Thursday, May 08, 2003

Hearse and Buggy, Part II

So what are we supposed to do? MIT computer scientist Martin Rinard talks about the idea of the "acceptability envelope," which is based on the realization that for many programs, there's not just a single correct way to execute, but perhaps a range of acceptable responses. This might not necessarily mean different numerical responses (although for many applications it might), but could simply refer to the number of possible orderings of a series of actions. In short, our goal as software creators shouldn't be to guarantee one single trajectory through a large function space, but to define the constraints within which a program is still considered to be correct.

There are many other interesting proposals for making software more reliable, most of which have been around for years, if not decades. Of course, simpler code would be more likely to succeed.
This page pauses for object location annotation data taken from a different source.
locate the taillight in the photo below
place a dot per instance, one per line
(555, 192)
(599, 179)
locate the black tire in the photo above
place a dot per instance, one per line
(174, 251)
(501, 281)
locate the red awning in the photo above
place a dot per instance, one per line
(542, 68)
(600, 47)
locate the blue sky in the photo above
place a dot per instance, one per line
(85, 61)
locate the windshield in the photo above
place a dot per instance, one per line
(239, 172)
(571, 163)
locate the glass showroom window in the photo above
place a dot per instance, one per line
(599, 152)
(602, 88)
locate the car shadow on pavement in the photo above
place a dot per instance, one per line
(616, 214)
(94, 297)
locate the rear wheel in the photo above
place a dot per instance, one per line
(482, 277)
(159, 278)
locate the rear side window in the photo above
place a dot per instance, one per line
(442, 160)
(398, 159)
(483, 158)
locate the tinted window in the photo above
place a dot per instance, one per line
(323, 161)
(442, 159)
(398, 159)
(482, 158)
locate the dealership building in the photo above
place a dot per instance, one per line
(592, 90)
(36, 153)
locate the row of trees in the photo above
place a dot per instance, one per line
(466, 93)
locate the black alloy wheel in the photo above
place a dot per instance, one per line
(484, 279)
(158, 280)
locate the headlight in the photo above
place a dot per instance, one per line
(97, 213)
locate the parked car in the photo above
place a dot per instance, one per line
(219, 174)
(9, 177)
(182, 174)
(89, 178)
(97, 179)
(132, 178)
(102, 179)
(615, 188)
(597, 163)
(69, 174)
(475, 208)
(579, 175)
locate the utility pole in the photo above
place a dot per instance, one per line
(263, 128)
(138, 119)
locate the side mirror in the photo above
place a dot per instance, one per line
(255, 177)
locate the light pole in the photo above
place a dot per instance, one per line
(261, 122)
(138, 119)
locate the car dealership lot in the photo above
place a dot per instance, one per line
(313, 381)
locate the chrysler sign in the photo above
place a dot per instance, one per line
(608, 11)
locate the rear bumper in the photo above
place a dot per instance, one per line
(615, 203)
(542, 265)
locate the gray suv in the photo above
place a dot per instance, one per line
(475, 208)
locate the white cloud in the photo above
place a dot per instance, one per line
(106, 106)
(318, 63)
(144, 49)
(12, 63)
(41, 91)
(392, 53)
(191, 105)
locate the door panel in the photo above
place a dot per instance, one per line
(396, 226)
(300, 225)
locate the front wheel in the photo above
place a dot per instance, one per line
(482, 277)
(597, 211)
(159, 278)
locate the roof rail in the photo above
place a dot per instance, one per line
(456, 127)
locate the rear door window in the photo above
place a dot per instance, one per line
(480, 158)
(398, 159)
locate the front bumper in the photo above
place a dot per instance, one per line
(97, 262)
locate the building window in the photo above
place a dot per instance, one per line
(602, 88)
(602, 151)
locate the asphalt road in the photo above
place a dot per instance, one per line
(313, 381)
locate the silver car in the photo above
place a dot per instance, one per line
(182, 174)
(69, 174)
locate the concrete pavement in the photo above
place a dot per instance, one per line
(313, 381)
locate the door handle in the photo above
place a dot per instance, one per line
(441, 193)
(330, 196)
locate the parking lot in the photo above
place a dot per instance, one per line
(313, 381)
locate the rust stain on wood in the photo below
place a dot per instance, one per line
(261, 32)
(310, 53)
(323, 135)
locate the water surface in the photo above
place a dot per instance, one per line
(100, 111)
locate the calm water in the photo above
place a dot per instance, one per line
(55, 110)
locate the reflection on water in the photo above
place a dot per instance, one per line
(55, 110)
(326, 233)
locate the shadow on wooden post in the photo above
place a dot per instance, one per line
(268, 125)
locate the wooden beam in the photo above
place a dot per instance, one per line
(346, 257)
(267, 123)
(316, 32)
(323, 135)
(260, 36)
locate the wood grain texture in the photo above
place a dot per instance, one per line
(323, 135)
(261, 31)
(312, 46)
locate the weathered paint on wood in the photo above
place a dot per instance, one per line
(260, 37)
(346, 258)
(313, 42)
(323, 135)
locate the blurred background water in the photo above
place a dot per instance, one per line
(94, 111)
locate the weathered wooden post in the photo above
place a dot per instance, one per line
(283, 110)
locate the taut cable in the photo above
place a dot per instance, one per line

Here's a quote, courtesy of my father:

"There are two ways of constructing a software design: One way is to make it so simple that there are obviously no deficiencies, and the other way is to make it so complicated that there are no obvious deficiencies."
-- C.A.R. Hoare


It occurs to me one more time reading that that computer science training, perhaps unlike any other field, is in a complete vacuum from the words of the founding masters. I'll do a longer writeup on that later.

Back to bug-awareness. The hardware reliability folks have an array of techniques, most based on kinds of redundancy and failover. Design-by-contract, assertions, preconditions, and postconditions are ways to constrain behavior, as are, in a small way, languages that support exception throwing (which are finally becoming mainstream).

However, one potential way to deal with bugs is to do the same thing I know you do with Spider Solitaire: Undo. But that would require us to change the way we think about time in software, another one of the bricks of the Turing Prison. I'll talk about that in a couple of days.